Epazote, also called worm seed, is a native plant now found in most of the Americas; originating in Central and South America, and the Caribbean. It has a strong aroma and a flavor that might be described as peppery, minty, or resinous. There is no substitute, but easily grown in pots for those who wish to have a fresh supply at hand. Delicious added to soups, stews, tamales, and quesadillas.

Another golden rule of bean cookery is do not add salt to the beans until the cooking is finished! Salting during cooking will harden the skin and the beans will be slightly tough.

Total cooking time; about 2 hours (depending on the age of the dried beans)

Dried Beans; how to cook       Makes 4 cups.

Step 1

  • 1 1/2 cups pinto, pink, white, or any other dried bean
  • 6 cups of water

Pick over the beans and remove any small stones that may remain from sun drying. Place in a stock pot and add the water. Bring to a boil and lower the heat to a simmer and cook for 1 hour, stirring occasionally to avoid sticking.

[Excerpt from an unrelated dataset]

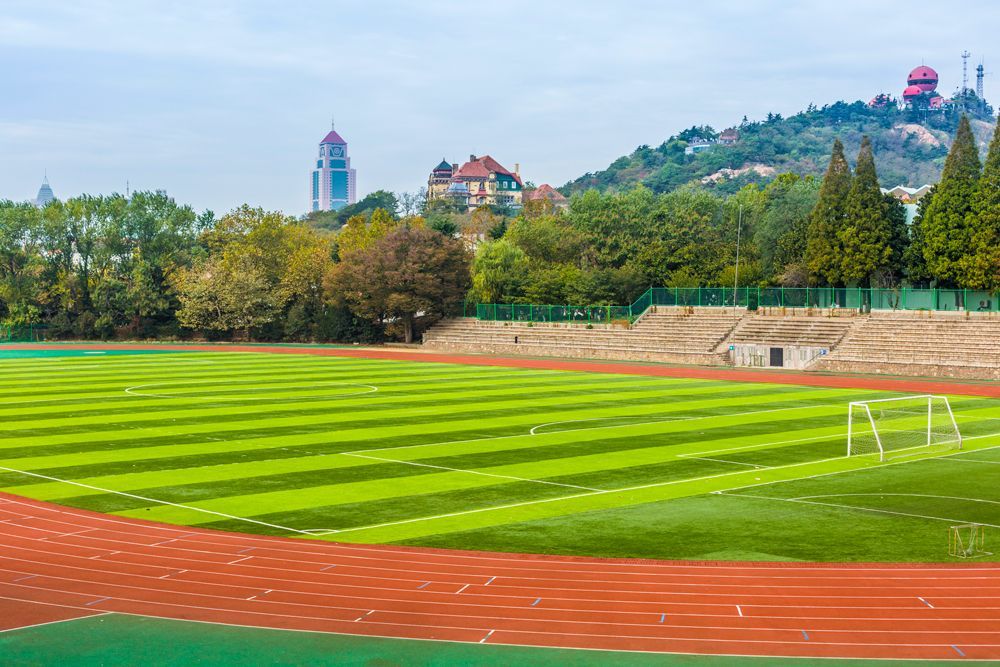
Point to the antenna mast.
(965, 71)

Drain the beans and discard the cooking water.

Step 2

Bean puree

Bean puree

  • 6 cups water
  • 1 onion, diced
  • 2 peeled garlic cloves, crushed (optional)
  • 1 bay leaf (optional)
  • 1 chipotle chile (smoke dried jalapeno), whole (optional)
  • 2 sprigs epazote, chopped and added in the last 20 minutes of cooking (optional)
  • Salt to taste after the beans are cooked.

Place the drained beans back in the pot and add the water, onion, and optional garlic, bay leaf, and chipotle chili, if using.
Bring to a boil and lower the heat and cook for about 40 minutes. Add the epazote, if using, and cook about 20 more minutes, or until the beans are soft, but still retaining their shape. At his point you can salt the beans to taste and serve.

Otherwise allow the beans to cool to room temperature, remove the chipotle chile (if used), and store the beans in there broth in a lidded container and refrigerate. 

The cooked beans have many applications including being pureed for soups ( see here)  or for Frijoles refritos (re-fried beans).

Serve hot or cool to room temperature before refrigerating for later use.